Two years later, the Legacies Library is taking shape.

Fact sheets and congressional testimonies offer a crash course on the continuing problem of unexploded ordnance in Laos. There are also links to books and documentaries selected by a Legacies of War review committee.

One of the library’s crown jewels is a group of 32 drawings by Lao villagers.

Collected by an American volunteer, Fred Branfman, in the 1970s, they depict what the U.S. air war looked like from below. They represent one of the only forms of direct testimony about the war by the Lao people.

Among the Legacies Library’s holdings are a group of 32 drawings by Lao villagers that depict what the U.S. air war looked like from below.
Among the Legacies Library’s holdings are a group of 32 drawings by Lao villagers that depict what the U.S. air war looked like from below.Courtesy Legacies of War

Down the road, organizers hope to find funding for the library — it’s now run by volunteers — and add new, unique holdings.

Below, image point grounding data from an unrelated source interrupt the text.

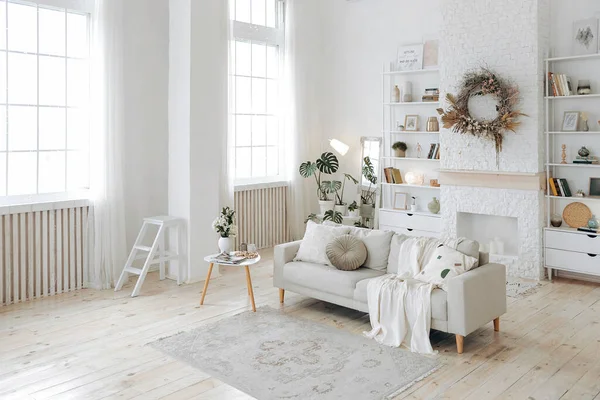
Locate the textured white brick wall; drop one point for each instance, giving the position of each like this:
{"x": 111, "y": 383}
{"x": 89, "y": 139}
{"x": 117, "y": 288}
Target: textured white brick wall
{"x": 509, "y": 37}
{"x": 521, "y": 204}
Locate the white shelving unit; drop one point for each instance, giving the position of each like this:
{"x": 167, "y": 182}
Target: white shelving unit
{"x": 421, "y": 222}
{"x": 567, "y": 249}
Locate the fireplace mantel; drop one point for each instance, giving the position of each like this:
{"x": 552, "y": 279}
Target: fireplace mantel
{"x": 493, "y": 179}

One area where the library is lacking, Rotondi said, is its resources about the Hmong people, many of whom were key U.S. partners during the war. A museum in Minnesota, a state that nearly a third of Hmong Americans call home, commemorates that part of the story.

As for government materials, Sens. Patrick Leahy, D-Vt., and Sheldon Whitehouse, D-R.I.,are supporting efforts to declassify more CIA documents.

Another prospect is to add oral histories. As they become grandparents, some immigrants from Laos have started to open up about their war experiences.

It’s the curiosity of younger generations, though, that may make a fuller reconciliation possible.

In February, Laotian Ambassador to the U.S. Khamphan Anlavan gave an award to siblings Hyleigh and Prinston Pan, high schoolers in California, for their work to commemorate the secret war.

Siblings Hyleigh and Prinston Pan, high schoolers in California, were recognized by Khamphan Anlavan, Laos’ ambassador to the U.S., for their efforts to raise awareness about the secret war.
Siblings Hyleigh and Prinston Pan, high schoolers in California, were recognized by Khamphan Anlavan, Laos’ ambassador to the U.S., for their efforts to raise awareness about the secret war.Courtesy Legacies of War

Hyleigh Pan has gathered testimonials for Southeast Asia-related legislation and helped produce a documentary about unexploded ordnance in Laos. Prinston Pan has recorded more than a dozen oral histories and organized school fundraisers for bomb cleanup in the country.

He has also written a children’s book, “Kong’s Adventure,” based on the experience of his grandfather, who served as a police chief in Laos under the U.S.-backed government before fleeing the communist takeover with his family and starting a new life in Kansas.

All proceeds go to the Legacies Library.

In an interview, Prinston Pan said that talking to the ambassador felt familiar, like talking to his grandfather.

The award, he thinks, “comes from a mutual care for the Lao community in general.”

“Over time, someone has to take the step forward in healing those wounds from the past.”